Topics: Uncategorized

 


 

We feel that the time has arrived when the proper education of our children should be taken in hand by us as a people. Religious training is practically excluded from the District Schools. The perusal of books that we value as divine records is forbidden. Our children, if left to the training they receive in these schools, will grow up entirely ignorant of these principles of salvation for which the Latter-day Saints have made so many sacrifices. To permit this condition of things to exist among us would be criminal. The desire is universally expressed by all thinking people in the Church that we should have schools where the Bible, the Book of Mormon and the Book of Doctrine and Covenants can be used as text books, and where the principles of our religion may form a part of the teaching of the schools.

Source: President Wilford Woodruff
Revealed Educational Principles and the Public Schools, p.238

Topics: Education

 


 

The institution of public education is so universally accepted today that many readers are apt to scoff at the idea that the control of education by government and the use of public funds for its support is contrary to moral law. Before rejecting the idea as absurd, one might ponder these facts...

1) Point number ten of the Communist Manifesto contains the following proposal: Free education for all children in public schools.

2) When public education was first proposed in the state of Utah, the leadership of the Church was unalterably opposed to it.

Source: Elder H. Verlan Andersen
The Book of Mormon and the Constitution, p. 181

Topics: Education

 


 

Education, human education, is the leading out and lifting up of the soul into the ripe, full enjoyment of all its powers potential.
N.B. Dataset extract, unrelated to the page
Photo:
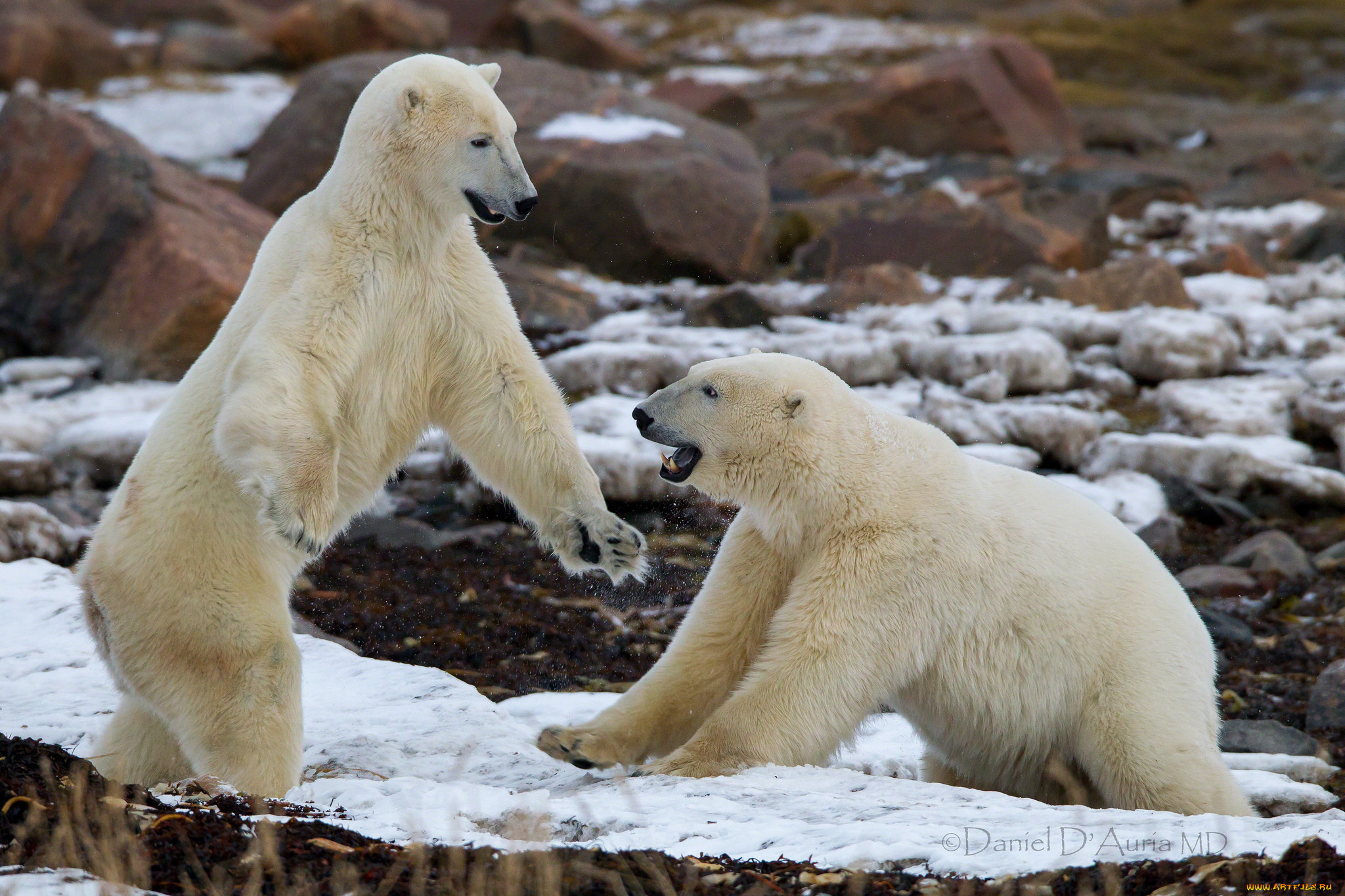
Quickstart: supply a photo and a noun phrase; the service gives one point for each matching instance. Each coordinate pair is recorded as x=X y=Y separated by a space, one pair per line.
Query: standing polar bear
x=370 y=314
x=1034 y=643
To educate men and women is to put them in full command of themselves, to completely possess them of their faculties, which are only half possessed until they are educated. Education imparts nothing but discipline and development. It does not increase the number of man’s original talents; it adds nothing to the sum of his inherent capabilities, but it improves those talents, it develops and strengthens those capabilities, brightening what is dull, making the crude fine, the clumsy skillful, the small great, and the great still greater. Education supplements creation, and moves next to it in the order of infinite progression.

Source: Orson F. Whitney
“The School of Life,” Millennial Star 67, no. 32 (10 August 1905): 499.

Topics: Education

 


 

What is education? ... It is the expansion of the soul—the body and the spirit—to the fulness of its capacity. It is the cultivation and the highest possible development of the natural faculties; the bringing forth and perfecting of all the inherent powers of the individual. This is the definition of a perfect education, and it is the limit and index of its capabilities. . . .

Perfect education . . . is the full and uniform development of the mental, the physical, the moral and the spiritual faculties. The cultivation of the intellect, as said, is but one phase of the subject, and not by any means the most important one. Useful and valuable though it [may] be as a branch of education, it is of secondary consideration compared with other departments of that vast system of development by means of which, as an entirety, it is alone possible for the human mind and soul to be perfectly educated. This may not be a popular view, but I am satisfied it is the correct one. Those persons who bestow every care and attention upon their minds, and who seem to have but one thought, How shall I shine in society, or make a financial success in the world? are egregiously in error if they think they are gaining the best part of life’s experience, or securing the education of which they have most reason to be proud.

Many of them, if they were wise enough to see it, are not doing justice even to their mental faculties. No one who reads a book simply to be able to chatter about its contents; who witnesses a play, or inspects a work of art, for the mere purpose of saying he has seen it; who journeys to foreign lands with no object in view but to boast of having been there; who lives in fact for show and glitter and not for usefulness and truth, can truly be said to be educated, even intellectually. The magpie and the parrot have an almost equal claim.

Source: Orson F. Whitney
“What Is Education?” Contributor 6 (June 1885): 345, 349-50.